Payments bank is a new form of bank-created under the purview of the Reserve Bank of India (RBI). Payments banks can accept a limited deposit of ₹100,000 per customer and may be increased further. These banks cannot lend loans and issue credit cards but they can offer services such as net banking, ATM cards, debit banks and Mobile Banking.

Payment Bank is an important topic for the IAS Exam and forms an important part of the UPSC Syllabus. Candidates can also download the notes PDF at the end of this article.  

History of Payment Banks

The Committee on Comprehensive Financial Services for Small Business and Low-Income Households, headed by Nachiket Mor, was formed on September 2013 by the RBI. The committee submitted its final recommendation on January 7th, 2014 which elaborated upon the formation of a new type of bank called payment bank. In July the same year, the RBI created a draft for guidelines that would govern payments bank while inviting comments from major stakeholders and the general public. The final guidelines were issued on 27th November 2014.

In February 2015, RBI released the list of entities which had applied for a payment bank licence. There were 41 applicants. It was also announced that an external advisory committee (EAC) headed by Nachiket Mor would evaluate the licence applications. On 28 February 2015, during the presentation of the Budget, it was announced that India Post will use its large network to run payment bank. The external advisory committee headed by Nachiket Mor submitted its findings on 6 July 2015. The applicant entities were examined for their financial track record and governance issues. On 19 August 2015, the Reserve Bank of India gave “in-principle” licences to eleven entities to launch payment banks.
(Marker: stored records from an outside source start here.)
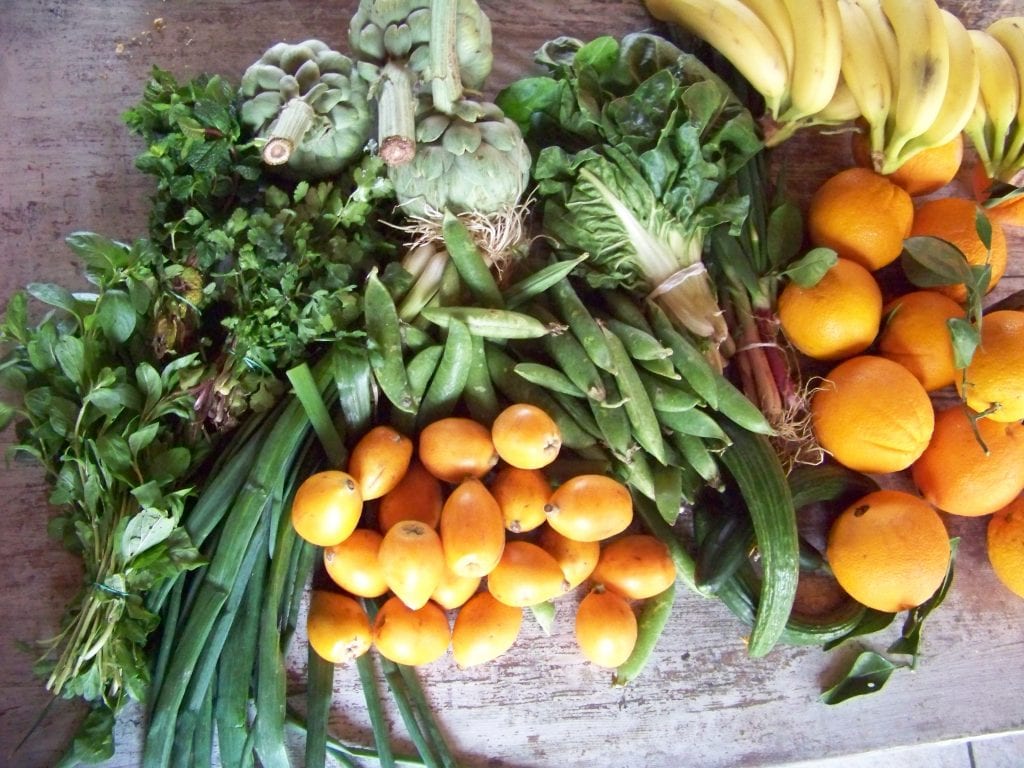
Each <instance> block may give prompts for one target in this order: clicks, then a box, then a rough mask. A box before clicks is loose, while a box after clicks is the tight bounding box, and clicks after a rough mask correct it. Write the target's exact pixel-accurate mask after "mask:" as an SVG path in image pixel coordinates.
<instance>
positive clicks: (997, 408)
mask: <svg viewBox="0 0 1024 768" xmlns="http://www.w3.org/2000/svg"><path fill="white" fill-rule="evenodd" d="M965 376H966V379H967V383H966V384H964V383H963V381H962V380H959V379H957V381H956V387H957V390H958V391H959V392H961V395H962V396H964V398H965V399H966V400H967V404H968V406H970V407H971V408H972V409H973V410H974V411H976V412H978V413H979V414H980V413H985V414H986V415H987V418H989V419H991V420H992V421H1001V422H1010V421H1020V420H1021V419H1024V312H1022V311H1019V310H1016V309H1001V310H997V311H994V312H989V313H988V314H986V315H984V316H983V317H982V321H981V346H980V347H978V349H977V350H975V353H974V357H973V359H972V360H971V365H970V366H968V367H967V371H966V372H965Z"/></svg>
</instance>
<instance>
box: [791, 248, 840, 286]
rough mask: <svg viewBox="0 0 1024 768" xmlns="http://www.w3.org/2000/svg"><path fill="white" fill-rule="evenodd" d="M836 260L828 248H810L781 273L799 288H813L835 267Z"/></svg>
mask: <svg viewBox="0 0 1024 768" xmlns="http://www.w3.org/2000/svg"><path fill="white" fill-rule="evenodd" d="M838 258H839V255H838V254H837V253H836V251H834V250H833V249H830V248H812V249H811V250H810V251H808V252H807V253H805V254H804V255H803V256H801V257H800V258H799V259H797V260H796V261H795V262H793V263H792V264H791V265H790V266H788V267H787V268H786V269H784V270H783V271H782V272H781V273H782V274H784V275H786V276H787V278H790V280H792V281H793V282H794V283H796V284H797V285H798V286H800V287H801V288H813V287H814V286H816V285H817V284H818V282H819V281H820V280H821V279H822V278H823V276H824V275H825V272H827V271H828V270H829V269H831V268H833V266H835V264H836V260H837V259H838Z"/></svg>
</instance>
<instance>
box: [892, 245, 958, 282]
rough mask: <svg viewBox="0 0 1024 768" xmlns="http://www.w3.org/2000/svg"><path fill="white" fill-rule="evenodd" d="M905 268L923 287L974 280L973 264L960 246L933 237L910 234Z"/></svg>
mask: <svg viewBox="0 0 1024 768" xmlns="http://www.w3.org/2000/svg"><path fill="white" fill-rule="evenodd" d="M900 264H901V266H902V267H903V272H904V273H905V274H906V278H907V280H909V281H910V282H911V283H912V284H913V285H915V286H918V287H919V288H935V287H937V286H952V285H957V284H966V283H970V282H971V268H970V266H969V265H968V261H967V259H966V258H965V257H964V254H963V253H962V252H961V250H959V249H958V248H956V246H954V245H952V244H951V243H947V242H946V241H944V240H940V239H938V238H932V237H914V238H907V239H906V240H905V241H903V253H902V255H901V257H900Z"/></svg>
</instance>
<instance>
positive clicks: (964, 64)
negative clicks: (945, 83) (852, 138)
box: [883, 9, 981, 173]
mask: <svg viewBox="0 0 1024 768" xmlns="http://www.w3.org/2000/svg"><path fill="white" fill-rule="evenodd" d="M941 13H942V20H943V23H944V24H945V26H946V35H947V37H948V38H949V84H948V85H947V86H946V95H945V98H944V99H943V101H942V109H941V110H940V111H939V116H938V117H937V118H936V119H935V122H934V123H932V125H931V126H930V127H929V128H928V130H927V131H925V132H924V133H922V134H921V135H920V136H918V137H916V138H912V139H910V140H909V141H908V142H907V143H906V145H905V146H904V147H903V152H902V153H900V157H899V159H898V161H897V162H898V163H899V164H900V165H902V164H903V163H905V162H906V161H907V160H909V159H910V158H911V157H913V156H914V155H916V154H918V153H919V152H922V151H924V150H928V148H931V147H933V146H941V145H942V144H946V143H948V142H950V141H952V140H953V139H954V138H956V137H957V136H958V135H959V134H961V132H962V131H963V130H964V128H965V126H966V125H967V123H968V121H969V120H970V119H971V116H972V115H973V114H974V109H975V105H976V104H977V103H978V98H979V89H980V83H981V70H980V69H979V66H978V60H977V56H976V54H975V47H974V41H973V40H972V38H971V34H970V33H969V32H968V30H967V29H966V28H965V27H964V24H963V23H962V22H961V20H959V19H958V18H957V17H956V16H955V15H953V14H952V13H950V12H949V11H947V10H945V9H943V10H942V11H941ZM897 167H898V166H897ZM889 170H890V169H886V168H883V173H888V172H889ZM891 170H896V169H895V168H892V169H891Z"/></svg>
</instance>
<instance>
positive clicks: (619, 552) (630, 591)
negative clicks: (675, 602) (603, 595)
mask: <svg viewBox="0 0 1024 768" xmlns="http://www.w3.org/2000/svg"><path fill="white" fill-rule="evenodd" d="M591 579H592V580H593V581H594V583H595V584H600V585H601V586H603V587H604V588H605V589H607V590H610V591H611V592H617V593H618V594H620V595H622V596H623V597H626V598H628V599H630V600H643V599H645V598H648V597H653V596H654V595H657V594H660V593H662V592H665V591H666V590H667V589H669V587H671V586H672V584H673V582H675V581H676V565H675V563H674V562H673V561H672V555H670V554H669V548H668V546H666V544H665V542H663V541H660V540H659V539H656V538H655V537H652V536H648V535H647V534H633V535H631V536H624V537H622V538H621V539H616V540H615V541H613V542H610V543H609V544H606V545H605V546H604V548H603V549H602V550H601V556H600V558H598V561H597V567H596V568H594V572H593V573H591Z"/></svg>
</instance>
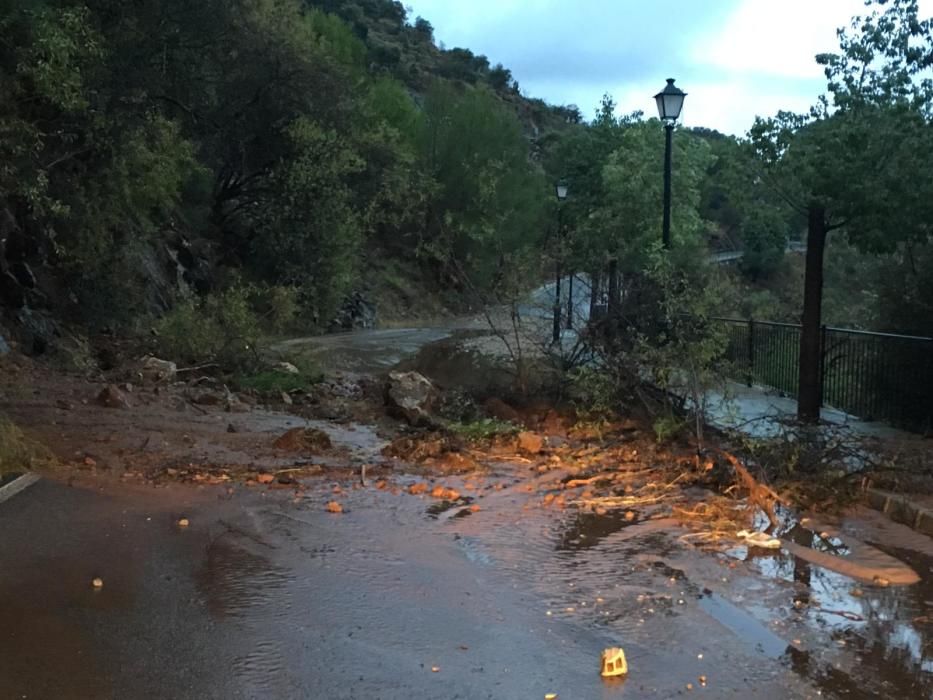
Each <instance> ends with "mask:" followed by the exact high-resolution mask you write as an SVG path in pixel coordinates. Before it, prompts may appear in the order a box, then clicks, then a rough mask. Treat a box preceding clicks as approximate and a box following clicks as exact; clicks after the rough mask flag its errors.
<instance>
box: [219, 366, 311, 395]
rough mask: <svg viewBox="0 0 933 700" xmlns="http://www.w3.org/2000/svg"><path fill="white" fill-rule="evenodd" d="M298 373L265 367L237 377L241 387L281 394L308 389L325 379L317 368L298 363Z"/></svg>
mask: <svg viewBox="0 0 933 700" xmlns="http://www.w3.org/2000/svg"><path fill="white" fill-rule="evenodd" d="M298 370H299V372H298V374H290V373H288V372H282V371H280V370H276V369H264V370H261V371H259V372H255V373H252V374H243V375H240V376H239V377H237V379H236V386H237V387H238V388H239V389H252V390H253V391H258V392H260V393H263V394H279V393H281V392H283V391H284V392H286V393H287V392H290V391H297V390H307V389H308V388H309V387H311V386H313V385H314V384H318V383H320V382H321V381H323V379H324V375H323V374H322V373H321V372H320V371H319V370H318V369H316V368H313V367H306V366H302V365H298Z"/></svg>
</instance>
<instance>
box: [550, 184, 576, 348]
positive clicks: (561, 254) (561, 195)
mask: <svg viewBox="0 0 933 700" xmlns="http://www.w3.org/2000/svg"><path fill="white" fill-rule="evenodd" d="M569 191H570V188H569V187H568V186H567V183H566V182H564V181H563V180H561V181H560V182H558V183H557V185H556V186H555V187H554V194H556V195H557V246H558V250H557V262H556V263H555V267H556V274H557V280H556V281H555V283H554V342H555V343H557V342H559V341H560V278H561V269H560V262H561V258H562V257H563V254H564V251H563V242H564V225H563V211H564V208H563V203H564V200H565V199H567V194H568V193H569ZM571 291H573V290H572V289H571Z"/></svg>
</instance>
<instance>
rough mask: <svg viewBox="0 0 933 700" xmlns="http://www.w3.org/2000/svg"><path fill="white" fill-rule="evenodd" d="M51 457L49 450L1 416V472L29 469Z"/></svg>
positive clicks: (0, 450)
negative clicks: (48, 450)
mask: <svg viewBox="0 0 933 700" xmlns="http://www.w3.org/2000/svg"><path fill="white" fill-rule="evenodd" d="M48 458H49V454H48V452H47V451H46V450H45V449H44V448H43V447H42V446H40V445H39V444H38V443H36V442H35V441H33V440H31V439H29V438H28V437H26V435H24V434H23V431H22V430H20V429H19V428H18V427H17V426H16V425H14V424H13V423H11V422H10V421H9V420H8V419H7V418H5V417H3V416H0V474H8V473H11V472H21V471H28V470H29V469H32V468H33V467H34V466H35V465H36V464H37V463H38V462H41V461H45V460H47V459H48Z"/></svg>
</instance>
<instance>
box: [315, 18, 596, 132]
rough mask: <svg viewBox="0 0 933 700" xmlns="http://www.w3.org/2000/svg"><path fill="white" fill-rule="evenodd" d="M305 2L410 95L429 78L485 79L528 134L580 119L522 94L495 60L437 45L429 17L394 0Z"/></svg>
mask: <svg viewBox="0 0 933 700" xmlns="http://www.w3.org/2000/svg"><path fill="white" fill-rule="evenodd" d="M305 2H306V4H308V5H310V6H312V7H316V8H318V9H321V10H324V11H325V12H329V13H331V14H334V15H336V16H337V17H340V18H341V19H342V20H344V21H345V22H346V23H347V24H349V25H350V26H351V27H352V29H353V31H354V33H355V34H356V35H357V36H358V37H359V38H360V39H361V40H362V41H363V42H364V43H365V44H366V48H367V49H368V52H369V55H368V60H369V66H370V70H371V71H373V72H380V71H382V72H385V73H386V74H388V75H391V76H392V77H394V78H396V79H397V80H399V81H400V82H402V83H404V84H405V85H406V86H408V88H409V89H410V90H411V91H412V93H413V94H415V96H416V97H418V96H422V95H424V93H425V92H426V91H427V89H428V88H429V86H430V84H431V82H432V80H434V79H436V78H443V79H445V80H449V81H452V82H459V83H465V84H469V85H477V84H485V85H488V86H489V87H490V88H492V90H494V91H495V93H496V95H498V96H499V98H500V99H501V100H502V101H503V102H505V103H507V104H509V105H510V106H511V107H512V108H513V109H514V110H515V112H516V113H517V114H518V116H519V118H520V119H521V120H522V123H523V124H524V125H525V128H526V130H527V132H528V135H529V136H531V137H537V136H539V135H541V134H543V133H545V132H547V131H549V130H556V129H560V128H561V127H563V126H565V125H567V124H578V123H580V122H581V121H582V115H581V114H580V110H579V109H578V108H577V107H576V106H574V105H569V106H563V105H549V104H547V103H546V102H545V101H544V100H541V99H537V98H532V97H527V96H525V95H523V94H522V92H521V89H520V86H519V83H518V81H517V80H516V79H515V78H514V76H513V75H512V72H511V71H510V70H509V69H508V68H507V67H506V66H503V65H502V64H501V63H498V64H496V65H490V63H489V59H488V58H487V57H486V56H484V55H482V54H474V53H473V52H472V51H471V50H470V49H468V48H462V47H454V48H450V49H447V48H441V47H439V46H437V44H436V42H435V38H434V27H433V26H432V25H431V22H430V20H429V18H424V17H409V16H408V13H407V10H406V9H405V7H404V6H403V5H402V3H401V2H398V1H397V0H305Z"/></svg>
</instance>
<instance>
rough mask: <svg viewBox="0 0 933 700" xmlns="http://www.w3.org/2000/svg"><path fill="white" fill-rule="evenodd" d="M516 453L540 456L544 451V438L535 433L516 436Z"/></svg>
mask: <svg viewBox="0 0 933 700" xmlns="http://www.w3.org/2000/svg"><path fill="white" fill-rule="evenodd" d="M517 445H518V451H519V452H521V453H523V454H526V455H536V454H540V453H541V450H543V449H544V438H543V437H541V436H540V435H538V434H537V433H529V432H527V431H526V432H523V433H519V434H518V438H517Z"/></svg>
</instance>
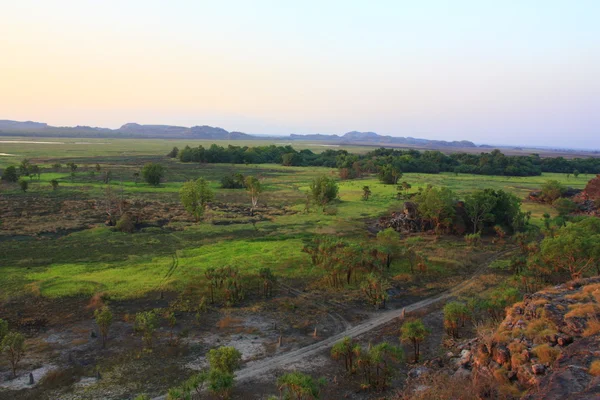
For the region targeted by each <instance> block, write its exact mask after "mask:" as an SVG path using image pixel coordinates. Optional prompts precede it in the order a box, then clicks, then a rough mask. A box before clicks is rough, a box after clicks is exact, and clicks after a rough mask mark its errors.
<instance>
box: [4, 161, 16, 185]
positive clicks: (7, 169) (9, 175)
mask: <svg viewBox="0 0 600 400" xmlns="http://www.w3.org/2000/svg"><path fill="white" fill-rule="evenodd" d="M18 179H19V175H18V173H17V167H15V166H13V165H11V166H10V167H6V169H5V170H4V173H3V174H2V180H3V181H6V182H13V183H14V182H16V181H17V180H18Z"/></svg>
The “in-principle” license was valid for 18 months within which the entities must fulfil the requirements and they were not allowed to engage in banking activities within the period. The RBI will grant full licenses under Section 22 of the Banking Regulation Act, 1949 after it is satisfied that the conditions have been fulfilled.

Regulations under Payment Bank

The minimum capital requirement is 100 crore. For the first five years, the stake of the promoter should remain at least 40%. The foreign shareholding will be allowed in these banks as per the rules for FDI in private banks in India. The voting rights will be regulated by the Banking Regulation Act, 1949. The voting right of any shareholder is capped at 10%, which can be raised to 26% by Reserve Bank of India. 25% of its branches must be in the unbanked rural area. The bank must use the term “payment bank” in its name to differentiate it from other types of bank. The banks will be licensed as payment banks under Section 22 of the Banking Regulation Act, 1949, and will be registered as a public limited company under the Companies Act, 2013. 

To know more about the reforms of the banking sector, visit the linked article

Payment Banks forms an important topic under the Economics section for the Civil Service Exam. Candidates preparing for UPSC 2020 are also advised to keep a track on the latest current affairs topics related to several economic developments in the country.

What is Differentiated Banking?

Differentiated banking refers to the condition where the banking system is classified under two groups namely Payment banks and Small banks where both these groups have the common objective of extending financial inclusion. As per the estimates, almost 40 per cent of the population do not have access to any form of banking which directs ones attention towards promoting financial literacy.

The entities eligible to start their business as per the RBI directives as Payment Banks includes non-banking prepaid instrument issuers, mobile telecom companies, Non-Banking Finance Companies(NBFC), corporate business correspondents, co-operatives and supermarket chains. NBFC’s, microfinance institutions, individuals with experience of banking and finance societies for ten years and local area banks qualify for starting Small Banks.

The minimum paid-up capital required in both cases of payment and small banks is Rs. 100 crore. In order for this system to be effective, these banks have to fulfil certain criteria. The Differentiated Banks would have to maintain higher capitalization levels in comparison to the scheduled commercial banks. These banks are also supposed to be high-tech organisations along with maintaining a balance between technology and serving underprivileged customers. Hence with the aid of the digital revolution, financial inclusion is set to be a reality via the proposed banking system.